Vivimos en la fantasía de creer que todo podemos tenerlo bajo control, que pueden no existir aspectos de nuestra vida para los que no seamos como dioses. Pero lo cierto es que tal ensoñación se va difuminando cada vez que el principio de realidad irrumpe ante nosotros; siempre que la lucidez nos permite darnos cuenta de que, como dijo el psicólogo Fritz Perls, «vivimos en una casa de espejos y pensamos que estamos mirando por las ventanas.»  

Es verdad que lo tecnológico alienta fácilmente esta creencia al ofrecernos una multitud de aplicaciones y programas que pretenden facilitar la vida en lo cotidiano, pero también genera una esclavitud soterrada que nos cosifica ahogando cada vez más a la improvisación. Y es que no se trata de la improvisación en sí misma, sino de la libertad que ésta brinda, esa frescura de la vida que nos permite el asombro y deja espacio a la sorpresa. 

Vamos como cuando activamos el GPS de nuestro vehículo, siguiendo la ruta que él nos propone, mirando la pantalla para “no perdernos” mientras sí perdemos los destellos de la vida que se van sucediendo a cada momento. Dejamos que la ruta nos lleve obedeciéndola y así, sin darnos cuenta, perdemos nuestra espontaneidad, la posibilidad de escuchar nuestras intuiciones. Obviamos la oportunidad que supone poder elegir, que es, sin duda alguna, lo más característico de una acción verdadera. Afirma el filósofo humanista Charles Pépin que «la vida verdadera reposa precisamente a lo que escapa a la anticipación» pues, lo vivo no puede ser contenido en ningún plan, no se deja atrapar, tan sólo podemos situarnos en su dinámica y dejarnos sorprender en su fluir. 

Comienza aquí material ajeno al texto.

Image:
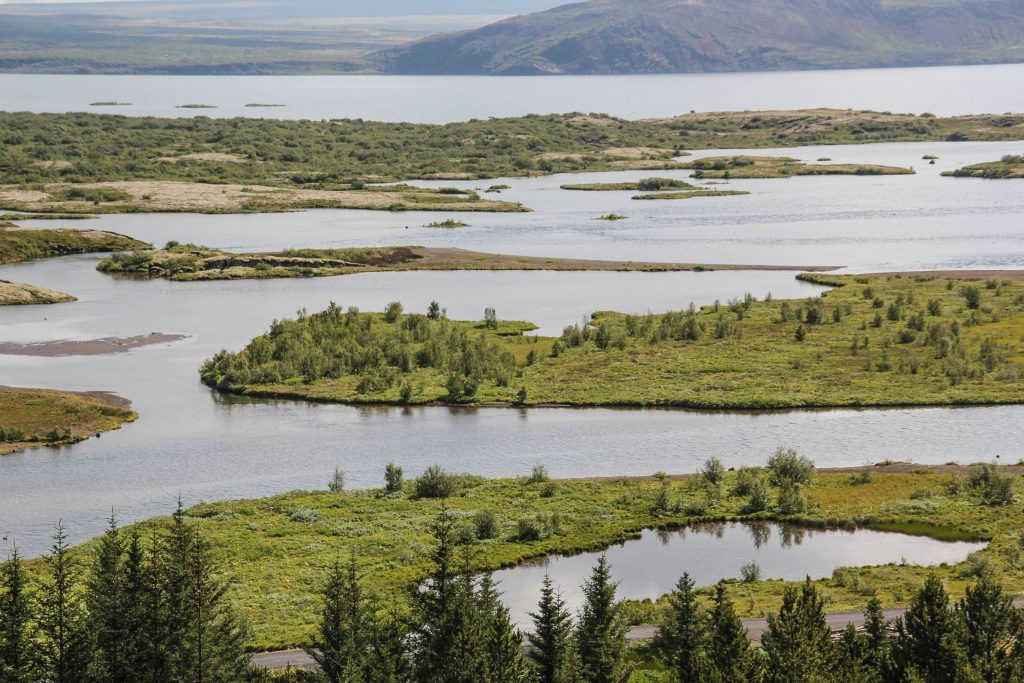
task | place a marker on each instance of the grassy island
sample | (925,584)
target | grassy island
(1011,166)
(646,185)
(20,244)
(781,167)
(12,294)
(870,341)
(297,537)
(42,417)
(190,262)
(159,196)
(83,148)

Lo posible se torna hoy en un vergel por explorar. Frente a la tentación de querer encajonar la vida o ante las murallas que levantamos para acotarla bajo unos parámetros personales siempre podremos elegir esa otra dinámica asombrosa de lo irreductible, la frescura asombrosa de lo irrepetible, de todo lo que emerge en cada momento, este preciso instante en el que lo que pienso y lo que vivo pretenden darse la mano amablemente. 

La oportunidad tiene que ver con lo que nos permitimos, el reconocimiento del valor que tiene lo distinto de mí, lo otro que puede ser riqueza o pobreza según me sitúe. Caer en la trampa de elegir sólo aquello que nos conviene, limita nuestra vida hasta ahogarnos en nuestra propia arrogancia. 

Ante lo que hay, ante lo que se nos brinda, sólo podemos elegir. Podemos encerramos en nuestros esquemas mentales o abrir la mente de par en par ante el don que supone toda oportunidad que es siempre invitación a acoger lo inesperado.